Next Best Action Back Inside Your Business
“Next best action” is a hot focus area in customer-facing business processes, especially marketing, sales and service. But it has just as great a potential in back-end business processes, and, in fact, ensures that many companies operate smoothly.
Next best action, in the broadest perspective, is an integration pattern for dynamic process optimization. It relies on advanced analytics to drive agile responses within and across your organization's process infrastructure. It should operate continuously both in your customer channels and in the back-end orchestrations, workflows and message interchange that help you deliver on processes you make to the customer. To the extent that we instrument our processes with real-time sensor grids, automated feedback remediation loops, embedded decision automation, self-healing network-computing platforms, and other analytic- and rule-driven systems, we can build a continuously optimized enterprise at every level.
Depending on the back-end function being optimized, the process infrastructure may be entirely embedded within a line-of-business application, such as finance, enterprise resource planning, or supply chain management, human capital, and case management. Or the process platform may consist of one or more stand-alone middleware engines for orchestration, rules, workflow and other key functions.

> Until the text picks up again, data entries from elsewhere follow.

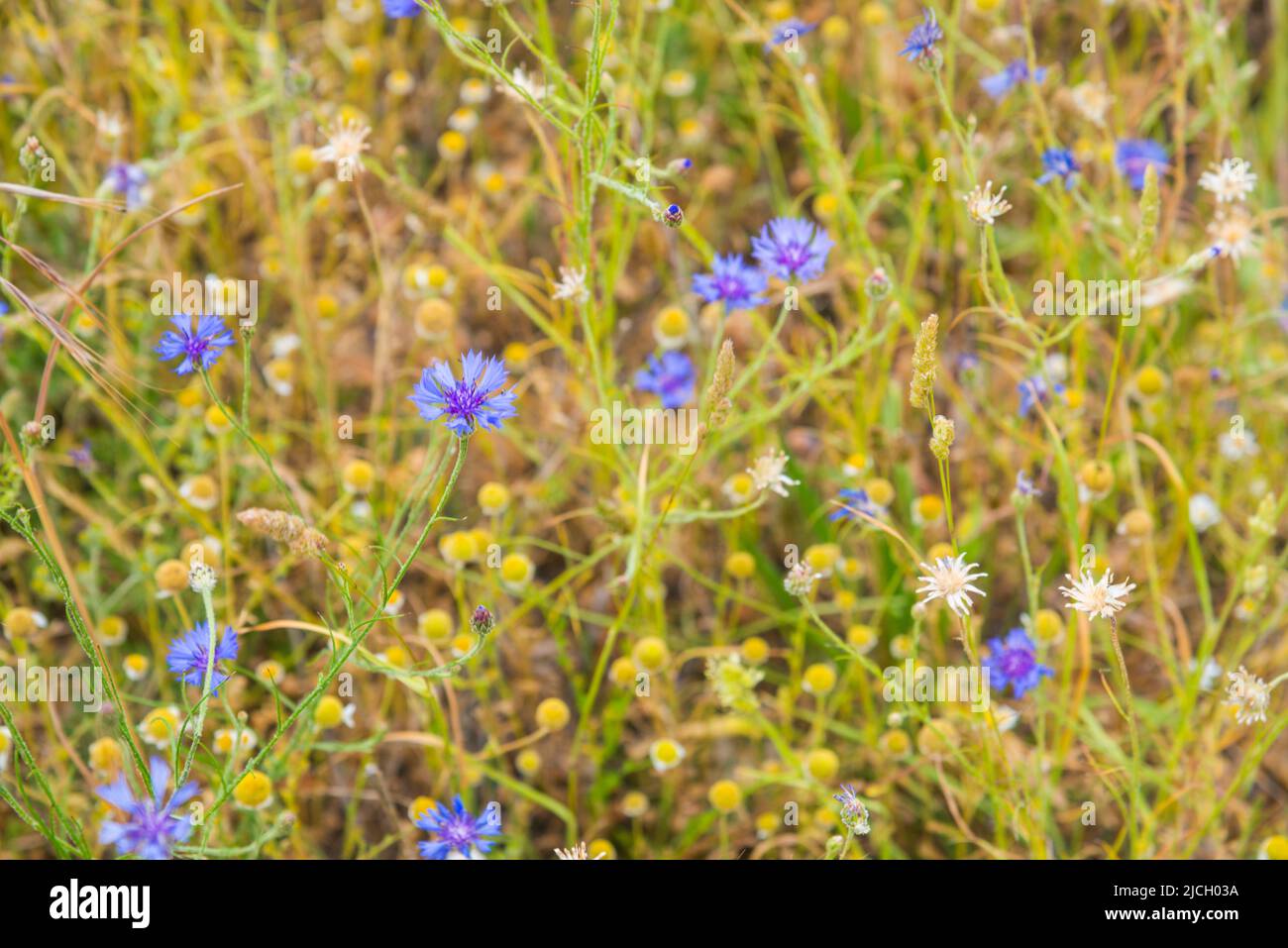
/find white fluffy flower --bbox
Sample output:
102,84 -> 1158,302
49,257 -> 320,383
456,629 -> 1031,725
550,266 -> 590,304
1199,158 -> 1257,203
962,181 -> 1012,227
747,448 -> 800,497
313,120 -> 371,176
1225,665 -> 1270,724
1060,570 -> 1136,618
917,553 -> 988,618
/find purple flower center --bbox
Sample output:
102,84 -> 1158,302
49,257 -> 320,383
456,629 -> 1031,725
443,381 -> 486,419
997,648 -> 1037,681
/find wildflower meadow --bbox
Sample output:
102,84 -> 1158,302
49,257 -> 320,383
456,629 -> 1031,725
0,0 -> 1288,886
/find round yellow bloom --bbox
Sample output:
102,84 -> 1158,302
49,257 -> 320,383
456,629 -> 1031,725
438,129 -> 469,161
707,781 -> 742,812
1262,835 -> 1288,859
152,559 -> 188,595
340,458 -> 376,493
725,550 -> 756,579
845,623 -> 877,655
912,493 -> 944,523
438,529 -> 480,566
233,771 -> 273,810
802,662 -> 836,695
98,616 -> 130,645
4,607 -> 46,639
407,796 -> 438,823
738,635 -> 769,665
622,790 -> 648,819
805,747 -> 841,784
653,306 -> 690,349
478,480 -> 510,516
514,747 -> 541,778
313,694 -> 344,728
287,145 -> 318,174
537,698 -> 572,730
203,404 -> 233,434
631,635 -> 671,671
1078,461 -> 1115,497
415,296 -> 456,342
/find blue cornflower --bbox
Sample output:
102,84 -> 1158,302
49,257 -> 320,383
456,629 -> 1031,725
693,254 -> 769,309
154,314 -> 235,374
380,0 -> 425,20
899,8 -> 944,63
104,161 -> 149,211
751,218 -> 832,279
635,351 -> 695,408
827,487 -> 885,520
415,797 -> 501,859
1017,374 -> 1064,419
409,352 -> 518,438
1115,138 -> 1168,190
164,622 -> 240,694
765,17 -> 818,53
94,758 -> 197,859
983,629 -> 1052,698
979,59 -> 1046,102
1038,149 -> 1082,190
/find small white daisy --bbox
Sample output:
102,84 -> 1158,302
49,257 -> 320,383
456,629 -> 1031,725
747,448 -> 800,497
1060,570 -> 1136,618
917,553 -> 988,618
1224,665 -> 1270,724
496,65 -> 546,102
550,266 -> 590,304
783,563 -> 823,596
1199,158 -> 1257,203
1218,429 -> 1261,461
962,181 -> 1012,227
313,120 -> 371,175
555,842 -> 604,859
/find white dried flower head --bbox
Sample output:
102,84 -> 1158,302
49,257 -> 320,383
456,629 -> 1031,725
313,119 -> 371,175
1060,570 -> 1136,618
1199,158 -> 1257,203
496,65 -> 546,102
1069,82 -> 1115,125
550,266 -> 590,304
1225,665 -> 1270,724
555,841 -> 604,859
1189,493 -> 1221,533
783,563 -> 823,596
962,181 -> 1012,227
917,553 -> 988,618
747,448 -> 800,497
188,563 -> 219,595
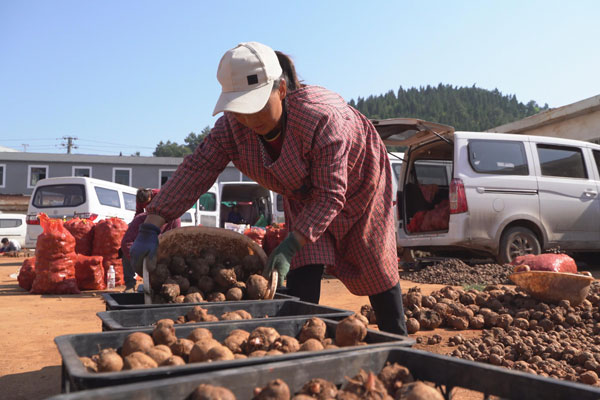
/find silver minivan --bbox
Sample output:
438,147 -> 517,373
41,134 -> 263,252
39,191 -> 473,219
375,118 -> 600,263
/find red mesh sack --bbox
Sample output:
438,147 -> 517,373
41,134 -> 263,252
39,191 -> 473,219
263,224 -> 288,255
75,254 -> 106,290
64,217 -> 96,256
17,257 -> 35,291
244,226 -> 266,246
420,200 -> 450,232
31,213 -> 80,294
406,211 -> 425,232
92,217 -> 127,286
511,253 -> 577,274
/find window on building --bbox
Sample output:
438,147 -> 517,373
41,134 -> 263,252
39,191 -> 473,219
123,193 -> 135,211
198,192 -> 217,211
27,165 -> 48,188
73,167 -> 92,178
0,164 -> 6,187
113,168 -> 131,186
181,211 -> 194,224
0,218 -> 23,228
537,144 -> 587,179
158,169 -> 175,188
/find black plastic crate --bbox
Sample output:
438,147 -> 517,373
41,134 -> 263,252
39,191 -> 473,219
54,317 -> 414,392
96,300 -> 354,331
102,292 -> 298,311
52,346 -> 600,400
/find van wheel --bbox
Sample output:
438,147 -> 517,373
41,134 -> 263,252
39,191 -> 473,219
498,226 -> 542,264
401,248 -> 416,262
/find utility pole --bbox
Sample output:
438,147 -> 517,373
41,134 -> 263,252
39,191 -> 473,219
61,136 -> 77,154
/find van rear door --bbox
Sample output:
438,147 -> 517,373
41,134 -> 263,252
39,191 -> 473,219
531,137 -> 600,250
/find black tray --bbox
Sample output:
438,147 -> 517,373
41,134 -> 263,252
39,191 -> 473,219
102,292 -> 298,311
51,346 -> 600,400
54,317 -> 414,392
96,300 -> 354,331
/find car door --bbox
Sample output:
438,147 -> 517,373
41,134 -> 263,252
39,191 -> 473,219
532,138 -> 600,249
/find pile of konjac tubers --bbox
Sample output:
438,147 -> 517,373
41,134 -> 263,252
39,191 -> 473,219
80,314 -> 367,372
149,248 -> 268,304
189,363 -> 444,400
404,282 -> 600,385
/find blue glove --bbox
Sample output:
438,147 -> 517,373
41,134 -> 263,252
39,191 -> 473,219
129,223 -> 160,276
263,232 -> 302,286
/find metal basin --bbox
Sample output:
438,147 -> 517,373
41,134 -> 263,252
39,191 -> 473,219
509,271 -> 594,306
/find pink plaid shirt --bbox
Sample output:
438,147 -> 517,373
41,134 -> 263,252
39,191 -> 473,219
147,86 -> 399,296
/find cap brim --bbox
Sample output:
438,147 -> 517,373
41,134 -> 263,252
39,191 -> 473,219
213,81 -> 274,116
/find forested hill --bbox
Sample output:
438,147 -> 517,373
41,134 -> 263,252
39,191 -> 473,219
349,83 -> 548,131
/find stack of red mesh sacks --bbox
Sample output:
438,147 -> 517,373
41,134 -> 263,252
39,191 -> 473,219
92,217 -> 127,286
17,257 -> 35,291
64,217 -> 106,290
263,224 -> 288,255
30,213 -> 80,294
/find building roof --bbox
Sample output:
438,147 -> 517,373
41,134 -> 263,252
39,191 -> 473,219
487,95 -> 600,133
0,146 -> 19,153
0,151 -> 183,166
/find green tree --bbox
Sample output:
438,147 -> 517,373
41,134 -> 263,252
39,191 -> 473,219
349,83 -> 548,131
152,126 -> 210,157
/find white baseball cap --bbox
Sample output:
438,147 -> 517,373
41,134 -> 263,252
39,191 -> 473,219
213,42 -> 282,116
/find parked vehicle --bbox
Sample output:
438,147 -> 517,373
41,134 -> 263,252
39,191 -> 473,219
198,181 -> 276,228
0,212 -> 27,247
25,176 -> 137,248
376,119 -> 600,263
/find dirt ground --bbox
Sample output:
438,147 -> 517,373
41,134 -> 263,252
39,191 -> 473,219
0,257 -> 482,400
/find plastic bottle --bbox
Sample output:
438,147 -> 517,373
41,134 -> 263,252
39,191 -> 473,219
106,265 -> 115,289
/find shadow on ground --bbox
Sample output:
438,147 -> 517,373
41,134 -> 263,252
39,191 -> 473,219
0,365 -> 61,400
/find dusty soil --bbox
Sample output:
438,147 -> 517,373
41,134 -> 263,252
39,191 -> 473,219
0,257 -> 482,400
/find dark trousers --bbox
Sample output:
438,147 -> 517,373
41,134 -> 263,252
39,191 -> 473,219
286,264 -> 408,335
122,254 -> 135,289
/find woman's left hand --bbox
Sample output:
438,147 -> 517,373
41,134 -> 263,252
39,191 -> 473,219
263,232 -> 302,286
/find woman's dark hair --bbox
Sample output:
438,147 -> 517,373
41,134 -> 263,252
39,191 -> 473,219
273,50 -> 304,92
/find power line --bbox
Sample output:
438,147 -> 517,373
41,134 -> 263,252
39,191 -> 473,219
80,139 -> 154,149
61,136 -> 77,154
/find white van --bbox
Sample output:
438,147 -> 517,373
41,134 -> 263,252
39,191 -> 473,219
375,119 -> 600,263
193,181 -> 276,228
25,176 -> 137,248
0,212 -> 27,247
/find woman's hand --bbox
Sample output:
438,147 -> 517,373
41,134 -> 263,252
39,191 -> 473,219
263,232 -> 306,286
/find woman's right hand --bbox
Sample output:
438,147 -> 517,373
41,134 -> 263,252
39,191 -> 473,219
129,222 -> 160,276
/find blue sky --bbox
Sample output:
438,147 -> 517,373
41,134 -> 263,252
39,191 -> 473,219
0,0 -> 600,155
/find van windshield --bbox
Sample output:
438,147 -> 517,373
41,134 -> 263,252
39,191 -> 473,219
94,186 -> 121,208
32,185 -> 85,208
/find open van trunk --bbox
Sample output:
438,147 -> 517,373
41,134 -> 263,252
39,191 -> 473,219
372,118 -> 454,237
399,140 -> 453,234
220,182 -> 273,228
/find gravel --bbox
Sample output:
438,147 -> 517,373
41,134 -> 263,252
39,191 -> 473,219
400,258 -> 513,286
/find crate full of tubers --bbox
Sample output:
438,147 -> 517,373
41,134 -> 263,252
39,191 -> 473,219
144,226 -> 288,304
97,300 -> 353,331
54,315 -> 414,392
52,346 -> 600,400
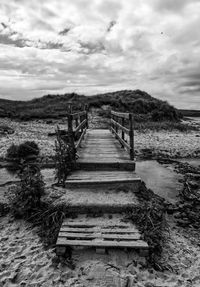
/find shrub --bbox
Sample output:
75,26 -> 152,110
18,141 -> 39,158
8,165 -> 44,218
6,141 -> 39,161
6,144 -> 18,159
128,182 -> 166,269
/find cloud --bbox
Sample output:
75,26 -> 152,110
0,0 -> 200,109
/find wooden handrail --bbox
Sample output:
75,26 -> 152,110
111,111 -> 129,120
67,104 -> 88,149
111,119 -> 129,135
72,111 -> 87,120
110,111 -> 134,160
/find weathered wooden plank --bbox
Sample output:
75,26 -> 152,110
56,238 -> 148,249
59,231 -> 141,240
60,225 -> 138,234
62,222 -> 132,228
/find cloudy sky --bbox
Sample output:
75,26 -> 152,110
0,0 -> 200,109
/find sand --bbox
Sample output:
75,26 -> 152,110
0,116 -> 200,161
0,216 -> 200,287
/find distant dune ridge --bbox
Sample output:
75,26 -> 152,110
0,90 -> 197,121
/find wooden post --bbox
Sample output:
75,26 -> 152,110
115,116 -> 118,138
122,118 -> 124,140
76,118 -> 79,128
68,113 -> 76,159
129,114 -> 134,160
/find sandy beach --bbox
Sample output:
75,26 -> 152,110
0,216 -> 200,287
0,115 -> 200,162
0,116 -> 200,287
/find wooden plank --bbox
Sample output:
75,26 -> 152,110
62,220 -> 132,228
65,178 -> 139,185
60,226 -> 139,234
58,231 -> 141,240
111,119 -> 129,135
111,111 -> 129,120
56,238 -> 148,249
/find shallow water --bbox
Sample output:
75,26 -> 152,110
178,158 -> 200,167
0,160 -> 182,205
136,160 -> 182,202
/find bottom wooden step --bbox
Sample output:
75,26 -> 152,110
56,220 -> 148,255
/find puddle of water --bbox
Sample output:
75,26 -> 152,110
136,160 -> 182,202
0,160 -> 182,205
178,158 -> 200,167
0,168 -> 55,188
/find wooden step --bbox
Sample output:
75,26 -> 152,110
77,162 -> 135,171
56,220 -> 148,255
65,170 -> 141,188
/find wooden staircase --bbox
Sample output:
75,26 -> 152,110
56,110 -> 148,255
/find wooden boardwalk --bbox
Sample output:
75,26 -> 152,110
77,129 -> 135,171
56,108 -> 148,255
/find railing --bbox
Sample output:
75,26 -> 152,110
67,106 -> 88,149
110,111 -> 134,160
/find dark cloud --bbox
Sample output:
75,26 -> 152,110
0,34 -> 27,48
107,21 -> 117,33
58,28 -> 71,36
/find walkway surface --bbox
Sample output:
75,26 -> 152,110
78,129 -> 135,170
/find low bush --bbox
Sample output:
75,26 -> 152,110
8,165 -> 44,218
128,183 -> 166,269
6,144 -> 18,159
18,141 -> 39,158
6,141 -> 40,161
29,203 -> 68,246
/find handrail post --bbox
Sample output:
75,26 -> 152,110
122,118 -> 124,140
67,113 -> 76,159
129,114 -> 134,160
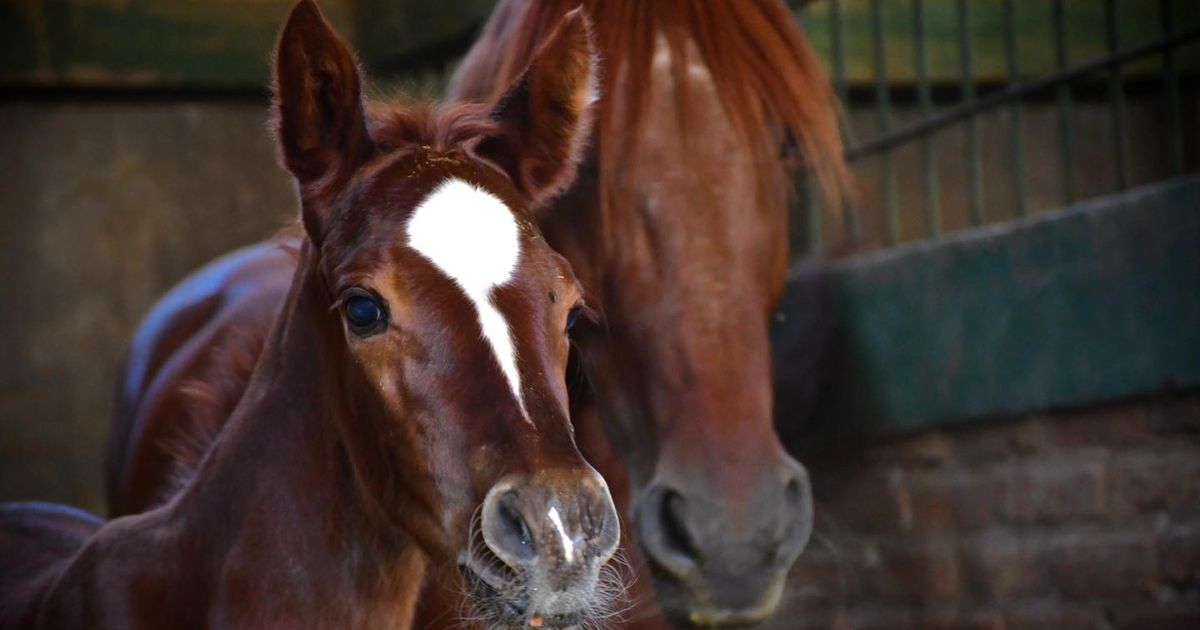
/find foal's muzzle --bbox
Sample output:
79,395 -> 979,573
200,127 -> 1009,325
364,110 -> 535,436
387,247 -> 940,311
460,469 -> 620,628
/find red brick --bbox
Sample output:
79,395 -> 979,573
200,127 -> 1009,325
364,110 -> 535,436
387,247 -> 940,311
875,541 -> 962,600
922,608 -> 1004,630
1000,451 -> 1109,523
1045,532 -> 1159,601
960,533 -> 1051,602
1158,523 -> 1200,587
1111,445 -> 1200,516
1004,600 -> 1110,630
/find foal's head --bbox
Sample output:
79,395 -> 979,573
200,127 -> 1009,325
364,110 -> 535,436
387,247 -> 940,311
276,0 -> 618,626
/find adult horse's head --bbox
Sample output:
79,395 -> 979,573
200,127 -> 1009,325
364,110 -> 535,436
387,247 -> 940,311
276,0 -> 619,626
456,0 -> 845,624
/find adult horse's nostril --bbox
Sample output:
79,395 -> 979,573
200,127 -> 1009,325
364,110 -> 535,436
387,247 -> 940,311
768,461 -> 812,568
482,490 -> 538,566
659,490 -> 700,562
638,486 -> 702,577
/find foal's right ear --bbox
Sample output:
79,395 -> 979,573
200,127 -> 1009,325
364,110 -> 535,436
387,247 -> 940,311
275,0 -> 372,211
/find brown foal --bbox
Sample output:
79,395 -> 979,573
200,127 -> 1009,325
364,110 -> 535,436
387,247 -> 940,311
0,0 -> 619,629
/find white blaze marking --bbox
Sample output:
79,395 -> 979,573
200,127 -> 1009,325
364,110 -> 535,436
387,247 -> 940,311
407,179 -> 533,424
546,508 -> 575,563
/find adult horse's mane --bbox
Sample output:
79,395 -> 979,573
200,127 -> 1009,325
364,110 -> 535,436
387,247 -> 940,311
455,0 -> 848,208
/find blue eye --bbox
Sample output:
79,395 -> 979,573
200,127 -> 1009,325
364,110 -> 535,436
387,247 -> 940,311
342,289 -> 388,336
566,306 -> 583,332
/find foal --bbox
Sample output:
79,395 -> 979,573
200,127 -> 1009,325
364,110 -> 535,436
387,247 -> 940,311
0,0 -> 619,629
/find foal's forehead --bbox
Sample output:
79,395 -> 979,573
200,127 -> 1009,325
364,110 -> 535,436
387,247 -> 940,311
406,178 -> 521,290
406,178 -> 532,424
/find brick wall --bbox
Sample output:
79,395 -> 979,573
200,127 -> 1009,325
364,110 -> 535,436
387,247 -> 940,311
773,392 -> 1200,629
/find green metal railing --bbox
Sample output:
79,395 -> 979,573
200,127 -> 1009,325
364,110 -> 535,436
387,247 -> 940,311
799,0 -> 1200,251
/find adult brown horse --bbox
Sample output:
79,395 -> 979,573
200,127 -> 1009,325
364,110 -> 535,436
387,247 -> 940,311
112,0 -> 845,624
0,0 -> 619,629
451,0 -> 846,624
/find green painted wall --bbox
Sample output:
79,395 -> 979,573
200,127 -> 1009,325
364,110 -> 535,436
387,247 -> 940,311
776,176 -> 1200,433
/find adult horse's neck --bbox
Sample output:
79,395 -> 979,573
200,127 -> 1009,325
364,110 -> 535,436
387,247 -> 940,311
48,245 -> 425,628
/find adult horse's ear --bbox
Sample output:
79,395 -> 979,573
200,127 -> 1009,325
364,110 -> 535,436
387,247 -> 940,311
475,8 -> 598,206
275,0 -> 373,232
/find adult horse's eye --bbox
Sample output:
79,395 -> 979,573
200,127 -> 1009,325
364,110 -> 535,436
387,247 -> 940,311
342,289 -> 388,337
566,306 -> 583,332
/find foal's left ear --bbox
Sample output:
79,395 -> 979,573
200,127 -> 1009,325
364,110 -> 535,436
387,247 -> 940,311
475,8 -> 598,206
275,0 -> 373,230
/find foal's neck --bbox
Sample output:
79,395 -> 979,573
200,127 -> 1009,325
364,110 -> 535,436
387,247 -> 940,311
157,246 -> 425,626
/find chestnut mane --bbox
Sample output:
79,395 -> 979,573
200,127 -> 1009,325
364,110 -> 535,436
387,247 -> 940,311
454,0 -> 850,213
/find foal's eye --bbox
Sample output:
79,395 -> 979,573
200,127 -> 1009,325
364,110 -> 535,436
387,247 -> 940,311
566,306 -> 583,332
342,289 -> 388,337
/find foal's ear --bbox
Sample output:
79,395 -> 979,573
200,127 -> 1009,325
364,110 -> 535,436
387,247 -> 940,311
475,8 -> 598,206
275,0 -> 372,223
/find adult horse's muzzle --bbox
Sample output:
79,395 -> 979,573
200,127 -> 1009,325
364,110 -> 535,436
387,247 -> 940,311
458,469 -> 624,628
636,455 -> 812,626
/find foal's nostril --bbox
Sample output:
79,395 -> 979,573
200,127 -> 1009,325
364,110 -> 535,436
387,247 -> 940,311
484,491 -> 536,565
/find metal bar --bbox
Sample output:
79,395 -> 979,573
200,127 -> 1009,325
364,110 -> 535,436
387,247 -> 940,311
871,0 -> 900,245
804,178 -> 824,256
1158,0 -> 1183,175
1051,0 -> 1075,204
1004,0 -> 1028,216
1104,0 -> 1129,191
846,26 -> 1200,161
829,0 -> 863,242
912,0 -> 942,236
959,0 -> 984,226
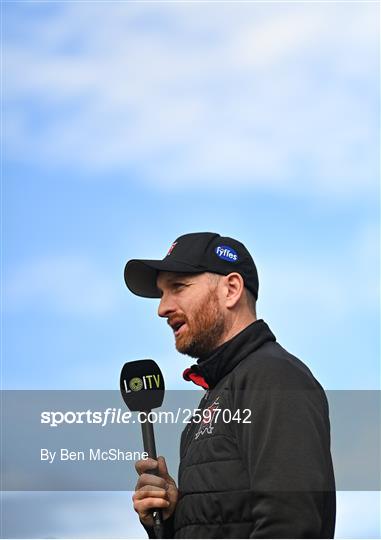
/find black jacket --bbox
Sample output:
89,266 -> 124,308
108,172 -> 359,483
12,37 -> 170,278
147,320 -> 336,538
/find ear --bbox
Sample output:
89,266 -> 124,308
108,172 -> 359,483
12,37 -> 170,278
224,272 -> 245,309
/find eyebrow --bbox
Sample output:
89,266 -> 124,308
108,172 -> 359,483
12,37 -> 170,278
156,272 -> 197,293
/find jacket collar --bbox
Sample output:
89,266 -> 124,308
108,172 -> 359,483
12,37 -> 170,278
183,319 -> 276,388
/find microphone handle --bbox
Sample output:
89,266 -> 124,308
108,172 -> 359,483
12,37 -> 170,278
141,411 -> 164,538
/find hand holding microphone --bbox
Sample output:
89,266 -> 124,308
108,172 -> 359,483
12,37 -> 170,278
132,456 -> 178,527
120,360 -> 178,538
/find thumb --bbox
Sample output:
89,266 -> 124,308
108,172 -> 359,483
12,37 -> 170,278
157,456 -> 172,480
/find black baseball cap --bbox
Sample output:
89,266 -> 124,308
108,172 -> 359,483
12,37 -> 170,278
124,232 -> 258,299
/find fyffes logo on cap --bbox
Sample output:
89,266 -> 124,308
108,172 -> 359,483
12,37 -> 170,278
214,246 -> 238,262
166,242 -> 177,257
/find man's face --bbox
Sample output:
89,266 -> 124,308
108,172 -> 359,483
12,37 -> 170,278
157,272 -> 226,358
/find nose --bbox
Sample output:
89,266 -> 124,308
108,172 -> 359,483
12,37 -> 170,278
157,292 -> 176,317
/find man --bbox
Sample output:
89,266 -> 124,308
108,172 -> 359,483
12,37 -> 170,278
125,233 -> 335,538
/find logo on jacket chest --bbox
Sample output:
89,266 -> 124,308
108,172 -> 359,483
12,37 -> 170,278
194,396 -> 220,440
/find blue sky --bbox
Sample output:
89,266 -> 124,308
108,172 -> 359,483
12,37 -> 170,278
2,1 -> 380,537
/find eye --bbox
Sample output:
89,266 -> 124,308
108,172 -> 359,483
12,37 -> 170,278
172,281 -> 187,291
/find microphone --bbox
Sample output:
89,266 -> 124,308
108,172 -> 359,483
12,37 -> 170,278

Regardless of the deployment model or functional scope, the back-office metrics for next best action are usually some blend of speed, efficiency, quality, agility and profitability. These supplement and support customer-centric business objectives such as retention, upsell, satisfaction, response and offer acceptance rates.
To meet these objectives continually while getting next best action to hum smoothly throughout your operations, you should combine the following core analytic infrastructure patterns:
- Decision automation: This pattern relies on programmatic elements, rather than humans exercising judgment, as next-best-action decision agents. It is enabled through "decision engines" of all shapes and sizes, including rules engines, workflow engines, and recommendation engines, and powered by predictive analytics, business rules, orchestration models, and other process content. Decision engines are usually set up to take as many automated decisions as they can in accordance with complex rulebases. They offload the most routine, repetitive, cut-and-dried decisions from human decision agents.
- Decision support: This pattern relies on humans to make operational judgments at various steps in the back-end business process. Under most decision automation scenarios, the process infrastructure must still escalate high-value “exception conditions” to people for manual resolution. Human beings, as “exception handlers,” are still very much in the loop on most automated business processes. What blend of decision automation and decision support is necessary to optimize next best action to the business process(es) of interest? To the extent that decision support is necessary, you should leverage your business intelligence, collaboration, knowledge management and human workflow environments in your next best action environment.
Analytics often power specific business processes through "solution accelerators" packaged into process applications. Generally, solution accelerators consist of application-specific predictive models, rules, metadata, schemas, reports, dashboards, calculations, and other application-specific content. Accelerators spare users from having to reinvent from scratch the process patterns associated with your vertical industry (such as telecom, retailing or financial services) or with your horizontal business process (such as customer service, marketing, sales, finance, HR and logistics). Alternately, you may rely on system integrators and other process partners to customize these accelerators for your needs. As your business process optimization program continues, you may find the need to update these process accelerators, including refreshes to embedded analytics, periodically to keep up with changing best practices.
Analytics will need to be kept fresh to optimize processes in line with the dynamic business variables, both external and internal to your company. The next best action in various business processes depends on your best predictions of such variables as aggregate customer demand, product pricing trends, availability of key factors of production, failures of critical systems and components, inventory levels under various supply chain scenarios, and cash on hand under various financial scenarios.
Clearly, that's the core of what your data scientists do, day in and day out. Stoking your back-end next best action with the best models, maintained by your best experts, is key to the well-oiled business enterprise of the 21st century.